Small Business Optimism Survey

The National Federation of Independent Business (NFIB) Small Business Optimism survey fell from 96.4 to 90.9 and has fallen a total of -13.7 points since February, but it still remains higher than in the Great Recession. Moreover, the net percentage of respondents expecting to see an improvement in the economy in the next six months took a sharp 24% increase in April to the highest level in 19 months. Small businesses may have been battered, but like those in the Empire State survey, they clearly believe the worst is over.

Consumer Sentiment Survey

The University of Michigan’s Consumer Sentiment survey has fallen sharply since March, and both the overall index and the expectations component took a leg down again in May. But also in May, consumers’ assessments of the current situation actually rose – perhaps those direct payments and the extra $600/wk. in unemployment benefits put a smile on consumers’ faces.  Furthermore, note that all three parts of the survey remain well above the pessimistic lows of the great recession.

We may be through the worst since virtually everything was shut down in April, but virtually every state is now starting to open back up.  Several states, including Georgia and Colorado, started opening a few weeks ago.

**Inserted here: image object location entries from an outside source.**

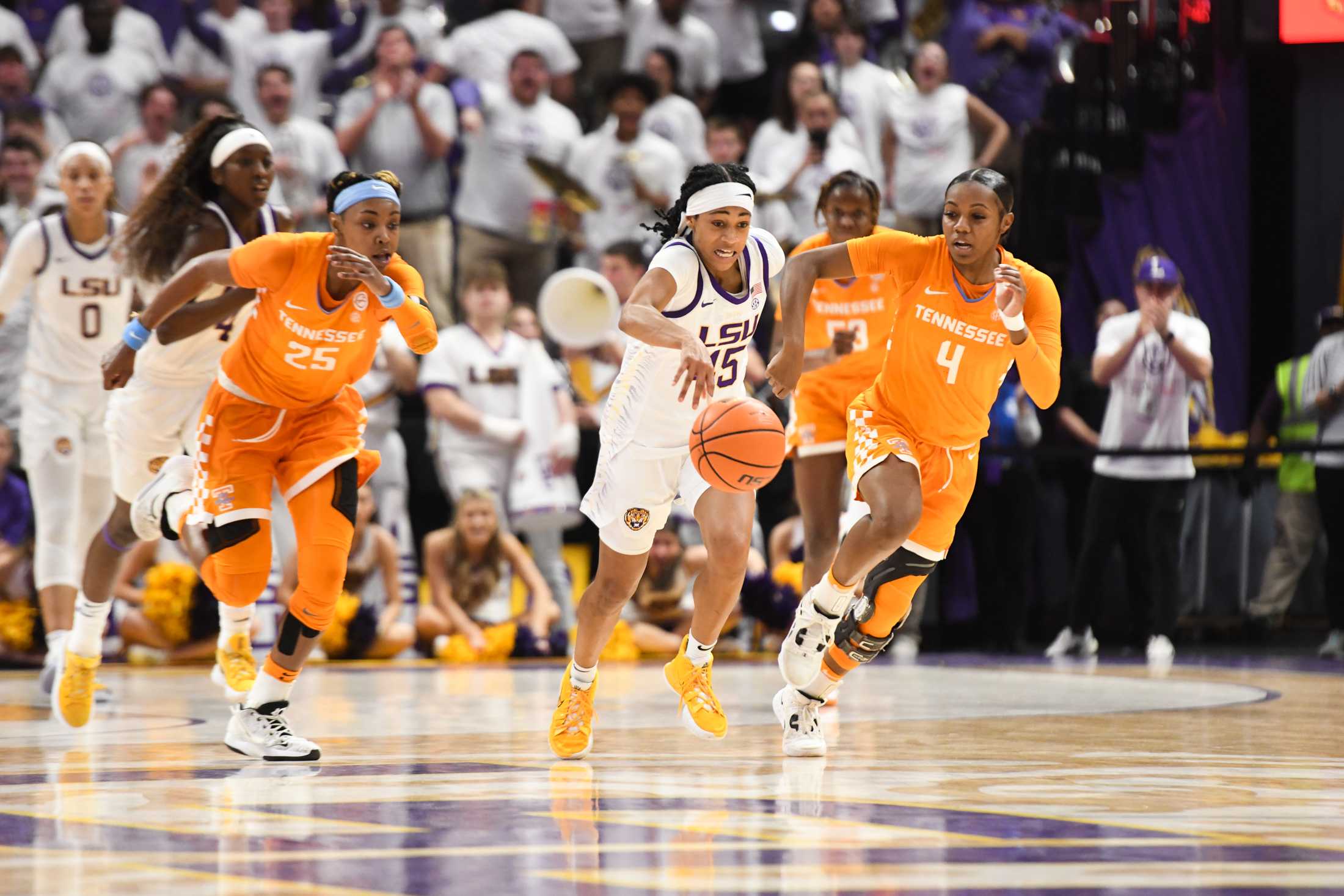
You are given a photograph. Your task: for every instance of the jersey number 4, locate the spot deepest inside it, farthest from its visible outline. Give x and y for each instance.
(949, 359)
(307, 358)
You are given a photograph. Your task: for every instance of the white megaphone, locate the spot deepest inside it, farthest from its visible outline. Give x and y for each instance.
(579, 308)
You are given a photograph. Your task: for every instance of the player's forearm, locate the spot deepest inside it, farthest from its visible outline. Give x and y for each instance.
(199, 273)
(1039, 371)
(195, 318)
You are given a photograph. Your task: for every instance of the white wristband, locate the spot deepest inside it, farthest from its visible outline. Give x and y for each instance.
(566, 441)
(502, 429)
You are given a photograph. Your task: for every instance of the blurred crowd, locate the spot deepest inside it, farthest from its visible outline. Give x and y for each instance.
(534, 136)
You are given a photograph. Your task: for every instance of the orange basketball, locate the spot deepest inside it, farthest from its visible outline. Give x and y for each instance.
(737, 445)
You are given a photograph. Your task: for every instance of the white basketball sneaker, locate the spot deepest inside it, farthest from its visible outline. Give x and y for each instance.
(811, 633)
(147, 512)
(802, 719)
(265, 734)
(1066, 643)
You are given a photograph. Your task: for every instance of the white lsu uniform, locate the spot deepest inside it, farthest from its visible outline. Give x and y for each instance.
(646, 460)
(155, 415)
(79, 305)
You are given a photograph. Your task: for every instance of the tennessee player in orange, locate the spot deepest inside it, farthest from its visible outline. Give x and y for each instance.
(844, 338)
(966, 312)
(283, 412)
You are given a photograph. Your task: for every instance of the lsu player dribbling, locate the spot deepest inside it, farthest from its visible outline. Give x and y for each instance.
(690, 321)
(844, 341)
(966, 312)
(283, 410)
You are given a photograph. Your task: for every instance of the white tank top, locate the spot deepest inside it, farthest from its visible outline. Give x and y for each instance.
(643, 407)
(79, 304)
(194, 360)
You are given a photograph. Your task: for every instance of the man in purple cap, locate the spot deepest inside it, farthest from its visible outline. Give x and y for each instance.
(1152, 359)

That is not to say we won’t still see truly demoralizing declines in some reports.  For example, coming up we will be getting three reports on the housing market in addition to weekly jobless claims, and they will all be grim. The big employment report for May, which will be released soon, is also going to be gut-wrenching, easily sending the unemployment rate past the current 14.7%. Gross Domestic Product for Q2 will include April which was totally shut down, May which will have been mostly shut down, and June which will have experienced a slowly accelerating economy. So the Q2 GDP number is still likely to show -30% q/q annualized, and keep in mind we won’t even get that report until the end of July – that’s why we say it is so “backward-looking”. But in terms of actual economic activity, not reports, we may have in fact bottomed out. Almost every State is opening back up, consumers will be spending, and people will be going back to work. The next question is how fast will the economy recover, and how long will it take for all of those unemployed people to become employed again. Our scenario remains unchanged. We continue to expect a sharp recovery in Q3 and Q4, but it will take some time longer to get all of those jobs back.